The interest in chamber music, the appreciation of the highest possibilities of its performance, the knowledge of many of the greatest compositions in this form of art were cultivated to the highest point by the Kneisel Quartet. There were earlier workers in the field, pioneers to whom honor and credit are due, and who shall not be forgotten. But the Kneisel Quartet reached a higher level than was attained by any of them, and has exercised a correspondingly greater influence.
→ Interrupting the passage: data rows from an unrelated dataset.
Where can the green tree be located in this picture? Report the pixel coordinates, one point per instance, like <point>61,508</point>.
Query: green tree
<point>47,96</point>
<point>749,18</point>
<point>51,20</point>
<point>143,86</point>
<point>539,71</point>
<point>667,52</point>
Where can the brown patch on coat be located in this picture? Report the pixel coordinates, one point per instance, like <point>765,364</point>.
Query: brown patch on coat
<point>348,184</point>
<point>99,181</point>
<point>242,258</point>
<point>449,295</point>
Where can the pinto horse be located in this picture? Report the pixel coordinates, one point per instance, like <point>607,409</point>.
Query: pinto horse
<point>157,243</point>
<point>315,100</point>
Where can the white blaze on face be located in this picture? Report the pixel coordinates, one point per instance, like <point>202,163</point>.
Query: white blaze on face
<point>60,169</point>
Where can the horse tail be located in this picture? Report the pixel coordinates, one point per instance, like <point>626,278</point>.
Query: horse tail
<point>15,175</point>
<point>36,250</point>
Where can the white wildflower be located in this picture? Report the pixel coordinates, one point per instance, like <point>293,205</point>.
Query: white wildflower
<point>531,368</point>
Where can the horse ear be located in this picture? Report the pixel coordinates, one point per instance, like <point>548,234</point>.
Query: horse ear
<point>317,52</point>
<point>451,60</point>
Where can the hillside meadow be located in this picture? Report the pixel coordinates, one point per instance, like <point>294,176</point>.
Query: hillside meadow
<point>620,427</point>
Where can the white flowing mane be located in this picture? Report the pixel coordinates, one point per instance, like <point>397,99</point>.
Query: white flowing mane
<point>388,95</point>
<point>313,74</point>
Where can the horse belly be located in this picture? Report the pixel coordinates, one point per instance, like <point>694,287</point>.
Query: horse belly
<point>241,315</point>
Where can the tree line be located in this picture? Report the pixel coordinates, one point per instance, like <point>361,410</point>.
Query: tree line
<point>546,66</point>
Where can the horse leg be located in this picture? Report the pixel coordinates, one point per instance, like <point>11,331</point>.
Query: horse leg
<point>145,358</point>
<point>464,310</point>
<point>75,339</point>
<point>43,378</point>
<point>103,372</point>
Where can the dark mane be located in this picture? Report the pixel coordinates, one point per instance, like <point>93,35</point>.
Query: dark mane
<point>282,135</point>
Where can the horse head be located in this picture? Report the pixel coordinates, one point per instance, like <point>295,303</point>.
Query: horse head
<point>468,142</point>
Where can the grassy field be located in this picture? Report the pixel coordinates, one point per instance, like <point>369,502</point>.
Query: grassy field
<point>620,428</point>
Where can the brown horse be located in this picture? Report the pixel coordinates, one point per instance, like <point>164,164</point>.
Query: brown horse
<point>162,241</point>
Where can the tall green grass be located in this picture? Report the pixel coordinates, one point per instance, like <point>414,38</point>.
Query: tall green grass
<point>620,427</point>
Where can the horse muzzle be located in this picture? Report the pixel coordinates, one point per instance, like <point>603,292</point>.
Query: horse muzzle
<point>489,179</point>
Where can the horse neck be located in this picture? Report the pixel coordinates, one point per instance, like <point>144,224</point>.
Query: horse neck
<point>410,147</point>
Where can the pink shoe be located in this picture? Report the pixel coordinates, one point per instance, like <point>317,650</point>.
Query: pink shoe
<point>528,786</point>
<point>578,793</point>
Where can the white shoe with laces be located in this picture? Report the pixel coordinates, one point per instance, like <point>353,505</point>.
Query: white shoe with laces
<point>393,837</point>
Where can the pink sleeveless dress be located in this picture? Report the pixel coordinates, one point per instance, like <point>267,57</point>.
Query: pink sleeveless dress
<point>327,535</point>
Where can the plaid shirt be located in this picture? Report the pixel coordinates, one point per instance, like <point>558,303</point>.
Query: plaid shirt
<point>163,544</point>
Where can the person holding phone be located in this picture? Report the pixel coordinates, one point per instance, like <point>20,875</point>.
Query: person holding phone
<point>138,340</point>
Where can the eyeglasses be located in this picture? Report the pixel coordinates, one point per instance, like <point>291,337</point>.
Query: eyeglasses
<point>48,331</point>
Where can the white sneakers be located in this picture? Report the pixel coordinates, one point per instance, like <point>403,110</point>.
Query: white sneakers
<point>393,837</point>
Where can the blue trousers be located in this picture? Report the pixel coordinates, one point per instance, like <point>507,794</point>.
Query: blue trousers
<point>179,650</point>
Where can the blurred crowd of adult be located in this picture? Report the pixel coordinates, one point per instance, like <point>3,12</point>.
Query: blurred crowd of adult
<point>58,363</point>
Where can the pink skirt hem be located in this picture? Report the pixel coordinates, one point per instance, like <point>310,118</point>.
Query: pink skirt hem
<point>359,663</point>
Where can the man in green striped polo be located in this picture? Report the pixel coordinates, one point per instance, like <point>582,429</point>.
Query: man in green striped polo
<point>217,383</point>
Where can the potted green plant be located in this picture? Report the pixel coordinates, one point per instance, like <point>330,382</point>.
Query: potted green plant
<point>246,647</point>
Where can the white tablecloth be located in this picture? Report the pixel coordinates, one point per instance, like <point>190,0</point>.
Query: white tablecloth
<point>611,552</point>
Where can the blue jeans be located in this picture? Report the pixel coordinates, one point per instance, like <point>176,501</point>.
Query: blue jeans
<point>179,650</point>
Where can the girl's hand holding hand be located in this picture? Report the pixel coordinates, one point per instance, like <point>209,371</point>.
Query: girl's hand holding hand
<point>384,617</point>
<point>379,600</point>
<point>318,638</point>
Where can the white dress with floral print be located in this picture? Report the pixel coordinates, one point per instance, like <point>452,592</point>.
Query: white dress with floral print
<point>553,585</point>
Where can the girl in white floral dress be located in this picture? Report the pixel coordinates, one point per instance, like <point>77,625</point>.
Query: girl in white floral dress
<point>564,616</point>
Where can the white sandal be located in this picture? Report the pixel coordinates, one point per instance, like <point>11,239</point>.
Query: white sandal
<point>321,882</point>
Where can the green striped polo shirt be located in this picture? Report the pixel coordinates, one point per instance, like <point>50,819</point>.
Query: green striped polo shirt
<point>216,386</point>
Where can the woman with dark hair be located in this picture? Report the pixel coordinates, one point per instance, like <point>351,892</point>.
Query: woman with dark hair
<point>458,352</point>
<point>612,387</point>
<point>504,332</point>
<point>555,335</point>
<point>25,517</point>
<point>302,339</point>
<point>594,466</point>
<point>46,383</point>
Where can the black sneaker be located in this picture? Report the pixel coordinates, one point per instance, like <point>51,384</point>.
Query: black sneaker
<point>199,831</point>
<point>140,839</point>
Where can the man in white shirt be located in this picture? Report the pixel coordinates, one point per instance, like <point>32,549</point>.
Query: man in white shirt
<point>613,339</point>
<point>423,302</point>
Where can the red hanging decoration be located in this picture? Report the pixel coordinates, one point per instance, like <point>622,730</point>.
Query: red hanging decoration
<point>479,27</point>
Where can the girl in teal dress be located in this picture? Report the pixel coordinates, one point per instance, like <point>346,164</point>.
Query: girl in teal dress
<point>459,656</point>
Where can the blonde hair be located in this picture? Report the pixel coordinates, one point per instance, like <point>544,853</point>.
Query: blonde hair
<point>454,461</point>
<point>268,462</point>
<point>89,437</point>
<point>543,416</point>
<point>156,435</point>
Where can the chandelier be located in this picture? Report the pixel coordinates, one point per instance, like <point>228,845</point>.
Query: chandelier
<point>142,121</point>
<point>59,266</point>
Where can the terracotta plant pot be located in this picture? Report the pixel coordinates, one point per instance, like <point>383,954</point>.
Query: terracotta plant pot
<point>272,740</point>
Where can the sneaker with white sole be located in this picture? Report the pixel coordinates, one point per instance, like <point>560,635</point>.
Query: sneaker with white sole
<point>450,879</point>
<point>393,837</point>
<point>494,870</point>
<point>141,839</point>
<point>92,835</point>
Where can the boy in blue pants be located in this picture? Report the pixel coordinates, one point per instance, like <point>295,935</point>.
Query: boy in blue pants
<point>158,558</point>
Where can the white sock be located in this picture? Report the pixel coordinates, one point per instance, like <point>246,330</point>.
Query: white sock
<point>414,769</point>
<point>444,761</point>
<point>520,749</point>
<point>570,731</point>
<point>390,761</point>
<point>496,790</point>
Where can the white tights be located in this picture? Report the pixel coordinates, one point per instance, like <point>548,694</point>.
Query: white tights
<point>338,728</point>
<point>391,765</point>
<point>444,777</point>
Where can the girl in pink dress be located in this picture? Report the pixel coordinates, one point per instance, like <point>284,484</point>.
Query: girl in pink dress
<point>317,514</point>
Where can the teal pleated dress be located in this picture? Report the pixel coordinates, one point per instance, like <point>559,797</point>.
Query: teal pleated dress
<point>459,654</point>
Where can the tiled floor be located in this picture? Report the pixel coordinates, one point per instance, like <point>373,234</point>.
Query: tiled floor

It has been one of the greatest forces for good in the musical history of this country.

===Selected first performances===

- Brahms, String Quintet No. 2. First American performance, 6 November 1891.
- Loeffler, String Sextet. World premiere, 15 December 1893, New York,
- Dvořák, String Quartet no. 12 ("American"). World premiere, 1 January 1894, Boston (followed by the first New York performance on 13 January).
- Debussy, String Quartet. First American performance, 10 March 1902, Boston.
- Ravel, String Quartet. First American performance, 4 December 1906, Boston.
- Schoenberg, Verklärte Nacht. First American performance, 2 March 1915, New York (followed by first performances in Boston, Philadelphia, and Chicago).